Eric Zhu won first place in the poster session at the 2012 Traffic and Safety Conference for his poster on the effect temporary ramp meters have in work zones along two of the area’s largest highways. Next to him is one of the ramp meters used in his research.

A University of Missouri civil engineering graduate student won first place in the poster session at the 2012 Traffic and Safety Conference for his poster on the effect temporary ramp meters have in work zones along two of the area’s largest highways. Graduate student Zhongyuan “Eric” Zhu won first place for his poster examining data collected last year for the project he is working on as a master’s student with Associate Professor Carlos Sun and Assistant Professor Praveen Edara.

Ramp meters are designed to regulate the flow of traffic that merges onto larger highways, particularly during rush hour periods. Last summer, Zhu and other researchers on the project placed a temporary ramp meter at the halfway point on the entrance ramps along Interstate 70 at West Boulevard, Providence Road, U.S. 63 and St. Charles Road, and on the entrance ramp to northbound U.S. 63 from Stadium Boulevard.

“In America, there are a lot of ramp meters installed in California and in the Twin Cities in Minnesota,” Zhu said. “They control the volume of traffic on the ramps and keep the main line of traffic flowing.

“But it’s a new thing,” Zhu added. “In Missouri, not many people have seen ramp meters.” He also noted that there was very little research into how the presence of a ramp meter affects highway traffic going through a work zone. Zhu said work zones are unique because that often constricts traffic already on the highway.

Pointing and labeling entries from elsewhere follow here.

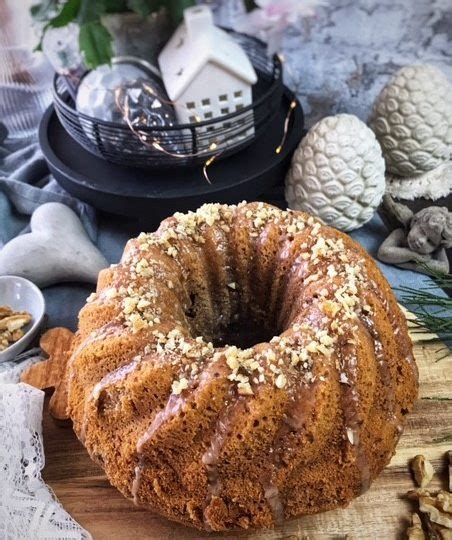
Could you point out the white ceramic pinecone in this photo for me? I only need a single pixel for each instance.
(412, 119)
(337, 173)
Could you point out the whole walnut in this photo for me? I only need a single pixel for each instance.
(412, 119)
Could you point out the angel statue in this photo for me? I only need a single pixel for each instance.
(421, 243)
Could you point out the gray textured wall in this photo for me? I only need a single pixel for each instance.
(339, 61)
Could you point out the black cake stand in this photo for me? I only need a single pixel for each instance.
(152, 194)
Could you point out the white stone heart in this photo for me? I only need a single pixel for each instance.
(57, 249)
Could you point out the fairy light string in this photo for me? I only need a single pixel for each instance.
(122, 103)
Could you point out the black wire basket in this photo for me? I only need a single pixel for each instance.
(195, 142)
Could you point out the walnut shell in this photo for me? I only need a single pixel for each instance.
(337, 173)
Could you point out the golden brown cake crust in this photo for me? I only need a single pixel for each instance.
(240, 366)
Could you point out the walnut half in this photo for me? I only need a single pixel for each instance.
(423, 471)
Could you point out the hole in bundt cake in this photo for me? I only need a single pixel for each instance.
(243, 333)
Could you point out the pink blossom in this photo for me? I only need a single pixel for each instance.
(272, 17)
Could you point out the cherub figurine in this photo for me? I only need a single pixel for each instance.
(422, 242)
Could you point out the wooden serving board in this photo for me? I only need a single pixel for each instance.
(381, 513)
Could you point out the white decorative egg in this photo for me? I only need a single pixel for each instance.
(412, 119)
(337, 173)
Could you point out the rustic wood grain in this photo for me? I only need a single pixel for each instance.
(50, 375)
(381, 513)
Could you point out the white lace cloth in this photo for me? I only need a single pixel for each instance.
(28, 508)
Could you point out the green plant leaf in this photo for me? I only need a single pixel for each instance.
(67, 14)
(115, 6)
(141, 7)
(176, 9)
(95, 43)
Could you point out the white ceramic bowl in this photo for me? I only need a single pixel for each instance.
(22, 295)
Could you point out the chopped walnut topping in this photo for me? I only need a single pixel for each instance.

“Temporary ramp meters near work zones are aimed at improving safety and traffic mobility during the days a work zone is operating, involving lane closures, for example,” Edara said. “The temporary nature has an effect on driver behavior, and we wanted to document that. Also, state departments of transportation are always trying to identify ways to increase safety through work zones.”

Edara added that permanently installed ramp meters often don’t function continually. Many of them, he said, are only operational during certain hours or days.

Zhu and his team set up four cameras and two radar guns at each site to collect data. They tested using a meter with a two-head signal (red and green) and a meter with a three-head signal (red, yellow and green). What they checked for when looking at the data was how drivers complied with the meters and how the meters affected speeds and traffic flow on the highway and the ramp.

His preliminary conclusions showed that driver compliance was better with a three-head signal, possibly due to a better familiarity with the device, and the average speed decreased by about 10 miles per hour when the device was in use.

Central Missouri Chapter of the Institute of Transportation Engineers (CMITE) sponsored the contest, which is in its third year. Representatives from the organization served as judges and gave a cash prize of $100.

Five other MU posters were presented that day by graduate student Andrew Mackley, doctoral students Yi Hou and Jalil Kianfar , MU industrial engineering Professor James Noble, doctoral student Gaohao Luo, Transportation Infrastructure Center Director Charles Nemmers and civil engineering doctoral student Lei.

The 63rd Traffic and Safety Conference was held May 15 to 17 in Columbia. It was co-sponsored by MU, CMITE, the Institute of Transportation Engineers, the Missouri Department of Transportation, the National Highway and Transportation Safety Administration and U.S. Department of Transportation, Federal Highway Administration.